Lennon was perhaps closer to McCartney than Starr and Harrison, because they wrote songs together. For one year, The Beatles had Stuart Sutcliffe on bass. Sutcliffe was a classmate of Lennon’s at Liverpool College of Art and he left the Beatles in 1961 to pursue his art.

“When we worked on the Looking for Lennon documentary film, Helen Anderson who was from the art college said a very interesting thing which was Stuart was a very calming influence on John,” Bedford said on Beatles City. “Sometimes he needed that because he could go off and be wild. Paul McCartney was a good calming influence on him but Stuart certainly was.”
John Lennon was an emotional Beatle

Many of the Beatles went on to promote peace and love in their solo work. Lennon did too, with songs like “Imagine” and his Vietnam War protests with Yoko Ono. Bedford said that on his own, Lennon could spiral without a calming influence. Sutcliffe in particular was very close with Lennon until his death in 1962.
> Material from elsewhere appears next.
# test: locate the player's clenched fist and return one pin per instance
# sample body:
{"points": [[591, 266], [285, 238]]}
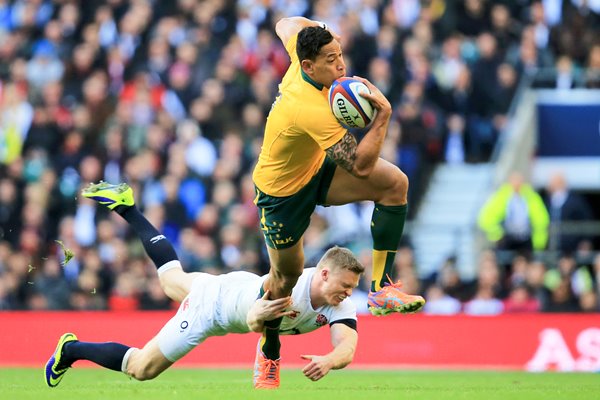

“John had a great respect for Stuart as an artist but as a person,” Bedford said. “He was a very deep thinker, very very creative and John really amdired that in Stuart. So a bit of everything pulled them together and they became almost brothers. The music was certainly a big draw. They liked the same music, had the same sense of humor. John said this many times in his life that he looked up to Stuart. So even though Stuart wasn’t the greatest musician, he was still a really good musician, but Stuart was such an outstanding artist at the art college he stood out. He really did but he loved the rock and roll. He loved the image.”

The quiet Beatles still make an impact

McCartney was no shrinking violet. Sutcliffe, on the other hand, wasn’t a big talker. That didn’t mean he was silent, though.
(Stuart was quieter and I think that’s what John needed because he could be so outlandish but it didn’t mean he was quiet. Quieter. Most people were quieter to John. The intellectual in Stuart I think John liked and John was a deep thinker as well. They used to meet up at Ye Cracke [bar]. There was John, Stuart, Rod Murray and Bill Harry and they called themselves the dissenters. They would sit there and they would spend the whole evening debating all kinds of things whether it be art, politics, history, you name it. They were all deep thinkers and they’d have these great in-depth discussions. They decided they were going to change the world somehow.)